UK officials 'suggest joining Trans-Pacific Partnership after Brexit'
Government officials have reportedly suggested the UK considers signing up to the Trans-Pacific Partnership trade bloc after Brexit.
The TPP has yet to be negotiated, but its 11 would-be signatories include sizeable economies such as Japan, Mexico, Canada and Australia.
The US had also signalled its intent to sign up under the Obama administration, only for Donald Trump to pull out of the deal just days into his presidency.
Mr Trump repeatedly railed against the deal on the campaign trail, calling it a "disaster" which would destroy American jobs.
But British officials are now scoping out the possibility of joining up, despite the UK being thousands of miles from the Pacific Rim area.
Trade minister Greg Hands told the Financial Times that "with these kind of plurilateral relationships, there doesn’t have to be any geographical restriction”.
Elsewhere, International Trade Secretary Liam Fox fired a New Year’s message to pro-European campaigners, telling them to “get beyond the obsession with criticising Brexit”.

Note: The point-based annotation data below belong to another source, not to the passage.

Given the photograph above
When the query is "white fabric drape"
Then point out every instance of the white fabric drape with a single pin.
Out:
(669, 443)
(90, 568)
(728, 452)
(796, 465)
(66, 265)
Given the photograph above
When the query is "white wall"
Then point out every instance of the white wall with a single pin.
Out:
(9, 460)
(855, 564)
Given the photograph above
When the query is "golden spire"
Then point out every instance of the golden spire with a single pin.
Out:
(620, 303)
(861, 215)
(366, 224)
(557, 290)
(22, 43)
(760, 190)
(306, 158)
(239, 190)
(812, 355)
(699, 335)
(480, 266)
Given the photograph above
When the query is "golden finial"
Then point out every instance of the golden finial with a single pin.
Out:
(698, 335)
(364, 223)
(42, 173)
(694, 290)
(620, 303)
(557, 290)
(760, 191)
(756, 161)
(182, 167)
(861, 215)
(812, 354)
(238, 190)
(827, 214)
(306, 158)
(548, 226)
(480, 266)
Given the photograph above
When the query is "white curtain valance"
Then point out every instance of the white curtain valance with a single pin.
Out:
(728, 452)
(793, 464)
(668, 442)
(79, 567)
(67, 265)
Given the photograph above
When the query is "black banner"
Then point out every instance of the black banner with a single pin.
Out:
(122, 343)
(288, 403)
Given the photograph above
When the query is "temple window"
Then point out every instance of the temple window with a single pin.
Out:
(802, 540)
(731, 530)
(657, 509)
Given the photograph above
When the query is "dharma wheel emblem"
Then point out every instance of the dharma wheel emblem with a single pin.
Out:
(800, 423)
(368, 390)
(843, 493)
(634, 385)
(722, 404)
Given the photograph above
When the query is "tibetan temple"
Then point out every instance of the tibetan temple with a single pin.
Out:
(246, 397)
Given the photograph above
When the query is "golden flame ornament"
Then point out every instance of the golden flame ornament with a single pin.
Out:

In a piece for ConservativeHome, Dr Fox suggested it was “easy to get the impression that these people would rather see Britain fail than see Brexit succeed”.
“One of my most frequent, and frustrating, experiences of 2017 was returning from a positive and optimistic international visit only to encounter a wave of negativism at home,” he wrote.
“The interest being shown in Britain overseas, and an increasing willingness to trade and invest with us, was in stark contrast to the self-defeating pessimism that is too often on show from certain politicians, commentators and media outlets over here.”